The interaction between the business workspace and product delivery space is listed below:
The interaction between the product delivery space and the personal workbench is listed below:
These three layers are decoupled from each other, allowing different roles to focus on their respective responsibilities and goals and complete their work. They are interconnected to form an organic whole. With this organic whole, we drive the end-to-end delivery process by businesses, ensure the process quality, align the work at all layers, and achieve a smooth and high-quality delivery of business requirements.
Requirement delivery involves knowledge, and a large number of outputs are generated, such as discussion records, temporary or formal documents, UE/UI design, code, test cases, and application change records. All of these are important knowledge assets.
How can we manage the process of creating, organizing, and indexing these assets in a structured way? This is an important challenge. It is related to the efficiency of communication and cooperation and the value of the organization's intellectual assets.
Correlation between the Output and Requirements in the Delivery Process
As shown in the figure above, an asset should be associated with a value unit in the R&D process. A value unit refers to the hierarchy of requirements introduced in the previous sections. In the value flow of the requirement delivery, we create and associate with related assets. For example, associate with the original business demand description when you create a business requirement, associate the business requirement analysis with relevant business analysis documents, associate with relevant documents and test cases during the product design process, and associate with relevant applications, changes, and code during task delivery.
On the one hand, this allows R&D digital assets to connect to customer value directly. On the other hand, it connects to value creation activities. The connection of different information avoids information islands and improves the efficiency of communication and cooperation. It accumulates assets in an orderly and structured manner, which is helpful for information retrieval and use. It also makes the most of digital assets in the R&D process.
Overall Delivery Process and Closed Feedback Loop
This article introduced and defined the collaboration process driven by businesses. As shown in the preceding figure, this process involves three aspects: business, product, and technology.

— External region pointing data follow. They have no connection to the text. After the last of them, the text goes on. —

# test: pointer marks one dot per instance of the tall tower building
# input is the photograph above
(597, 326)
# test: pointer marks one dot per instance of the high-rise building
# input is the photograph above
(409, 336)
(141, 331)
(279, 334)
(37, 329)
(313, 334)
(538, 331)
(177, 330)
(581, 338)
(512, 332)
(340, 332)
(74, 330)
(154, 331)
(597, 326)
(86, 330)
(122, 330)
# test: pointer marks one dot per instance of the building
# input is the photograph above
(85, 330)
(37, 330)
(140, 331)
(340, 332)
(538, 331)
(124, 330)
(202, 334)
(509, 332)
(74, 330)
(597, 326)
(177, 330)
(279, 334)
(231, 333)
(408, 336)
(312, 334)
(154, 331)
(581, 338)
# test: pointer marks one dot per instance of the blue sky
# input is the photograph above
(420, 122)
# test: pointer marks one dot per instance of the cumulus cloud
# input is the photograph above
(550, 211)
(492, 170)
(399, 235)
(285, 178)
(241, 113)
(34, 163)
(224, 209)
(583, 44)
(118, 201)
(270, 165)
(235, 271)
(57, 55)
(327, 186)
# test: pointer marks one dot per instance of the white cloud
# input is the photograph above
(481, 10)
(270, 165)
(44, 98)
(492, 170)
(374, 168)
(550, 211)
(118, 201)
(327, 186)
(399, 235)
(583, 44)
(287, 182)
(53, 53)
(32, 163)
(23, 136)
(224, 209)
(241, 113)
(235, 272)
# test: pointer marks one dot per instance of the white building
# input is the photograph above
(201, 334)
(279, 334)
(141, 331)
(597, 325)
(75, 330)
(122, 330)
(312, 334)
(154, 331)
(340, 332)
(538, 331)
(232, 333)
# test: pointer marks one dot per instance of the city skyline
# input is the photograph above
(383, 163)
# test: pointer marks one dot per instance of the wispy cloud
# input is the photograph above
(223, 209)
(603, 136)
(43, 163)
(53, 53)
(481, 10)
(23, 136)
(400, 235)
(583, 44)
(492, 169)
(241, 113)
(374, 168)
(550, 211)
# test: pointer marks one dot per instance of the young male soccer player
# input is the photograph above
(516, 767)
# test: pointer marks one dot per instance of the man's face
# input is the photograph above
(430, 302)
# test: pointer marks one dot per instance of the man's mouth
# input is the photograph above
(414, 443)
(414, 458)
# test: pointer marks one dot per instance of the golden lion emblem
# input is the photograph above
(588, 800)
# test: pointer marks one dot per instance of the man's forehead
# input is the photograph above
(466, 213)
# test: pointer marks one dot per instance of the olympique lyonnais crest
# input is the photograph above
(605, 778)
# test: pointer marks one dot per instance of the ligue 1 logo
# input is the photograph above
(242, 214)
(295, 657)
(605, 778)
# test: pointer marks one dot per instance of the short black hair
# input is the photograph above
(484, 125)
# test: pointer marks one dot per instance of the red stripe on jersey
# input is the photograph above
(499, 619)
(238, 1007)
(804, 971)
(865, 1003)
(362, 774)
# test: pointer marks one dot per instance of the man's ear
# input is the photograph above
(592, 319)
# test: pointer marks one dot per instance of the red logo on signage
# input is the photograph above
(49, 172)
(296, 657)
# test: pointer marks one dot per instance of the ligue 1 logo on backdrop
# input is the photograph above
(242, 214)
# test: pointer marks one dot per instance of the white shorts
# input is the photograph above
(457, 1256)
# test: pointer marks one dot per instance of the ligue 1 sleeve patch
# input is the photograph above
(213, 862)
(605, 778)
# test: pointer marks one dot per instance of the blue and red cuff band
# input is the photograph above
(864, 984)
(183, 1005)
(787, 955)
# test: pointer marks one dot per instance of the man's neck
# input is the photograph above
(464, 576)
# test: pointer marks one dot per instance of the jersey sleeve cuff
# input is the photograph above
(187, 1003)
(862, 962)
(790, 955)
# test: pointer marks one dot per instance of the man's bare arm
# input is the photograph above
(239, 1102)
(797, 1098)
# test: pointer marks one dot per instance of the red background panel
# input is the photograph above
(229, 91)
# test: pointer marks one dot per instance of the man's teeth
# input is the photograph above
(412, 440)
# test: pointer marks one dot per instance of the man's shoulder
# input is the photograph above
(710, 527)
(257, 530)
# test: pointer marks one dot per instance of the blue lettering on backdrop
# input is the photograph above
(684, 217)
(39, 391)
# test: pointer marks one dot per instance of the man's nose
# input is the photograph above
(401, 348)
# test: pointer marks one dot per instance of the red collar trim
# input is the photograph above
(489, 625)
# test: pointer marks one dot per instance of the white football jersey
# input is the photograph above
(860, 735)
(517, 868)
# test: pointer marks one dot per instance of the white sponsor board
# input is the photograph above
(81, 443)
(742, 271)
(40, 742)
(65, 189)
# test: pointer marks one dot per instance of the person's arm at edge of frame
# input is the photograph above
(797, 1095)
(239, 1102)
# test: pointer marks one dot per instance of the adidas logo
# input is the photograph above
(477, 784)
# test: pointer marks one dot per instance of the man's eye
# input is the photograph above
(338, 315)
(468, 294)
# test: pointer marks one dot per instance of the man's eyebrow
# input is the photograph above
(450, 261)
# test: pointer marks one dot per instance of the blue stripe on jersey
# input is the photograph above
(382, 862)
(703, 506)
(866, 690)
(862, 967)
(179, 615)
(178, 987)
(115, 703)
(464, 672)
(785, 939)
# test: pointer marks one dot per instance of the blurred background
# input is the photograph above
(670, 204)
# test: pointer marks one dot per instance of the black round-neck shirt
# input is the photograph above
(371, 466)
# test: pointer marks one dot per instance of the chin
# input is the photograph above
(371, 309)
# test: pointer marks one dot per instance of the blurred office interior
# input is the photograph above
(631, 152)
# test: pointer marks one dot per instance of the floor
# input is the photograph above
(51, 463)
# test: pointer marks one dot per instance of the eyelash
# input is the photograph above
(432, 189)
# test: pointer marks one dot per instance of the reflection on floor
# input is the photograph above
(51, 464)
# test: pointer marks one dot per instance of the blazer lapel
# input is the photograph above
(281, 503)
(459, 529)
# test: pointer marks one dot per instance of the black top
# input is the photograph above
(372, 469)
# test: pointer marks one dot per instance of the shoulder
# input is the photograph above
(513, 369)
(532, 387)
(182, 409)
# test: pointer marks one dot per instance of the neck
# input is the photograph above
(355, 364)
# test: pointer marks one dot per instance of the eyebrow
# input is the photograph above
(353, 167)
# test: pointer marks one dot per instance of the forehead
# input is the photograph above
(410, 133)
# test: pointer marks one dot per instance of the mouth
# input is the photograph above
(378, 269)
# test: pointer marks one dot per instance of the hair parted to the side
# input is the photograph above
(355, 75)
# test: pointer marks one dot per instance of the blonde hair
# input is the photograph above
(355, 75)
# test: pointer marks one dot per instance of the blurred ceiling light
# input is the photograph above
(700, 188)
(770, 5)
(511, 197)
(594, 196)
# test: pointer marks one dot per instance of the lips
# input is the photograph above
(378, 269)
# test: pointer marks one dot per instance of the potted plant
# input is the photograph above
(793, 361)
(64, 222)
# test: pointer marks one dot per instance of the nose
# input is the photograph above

The first part is the business delivery and closed feedback loop (the orange part in the figure). It focuses on the rapid response and delivery of businesses and the achievement of business objectives. The second part is the product delivery and closed feedback loop (the blue part in the figure). Its core focus is the rapid delivery of product requirements, product evolution, and the continuous improvement of product delivery efficiency. The third part is the technical and engineering practices (the green part in the figure). Its core focus is the basic setup and continuous improvement of technical and engineering capabilities to lay the foundation for product and business efficiency.
This delivery process is layered, decoupled, and interconnected, helping us connect all phases and layers of delivery. It coordinates the entire organization to maximize efficiency and achieve accurate business response, rapid iteration, and evolution.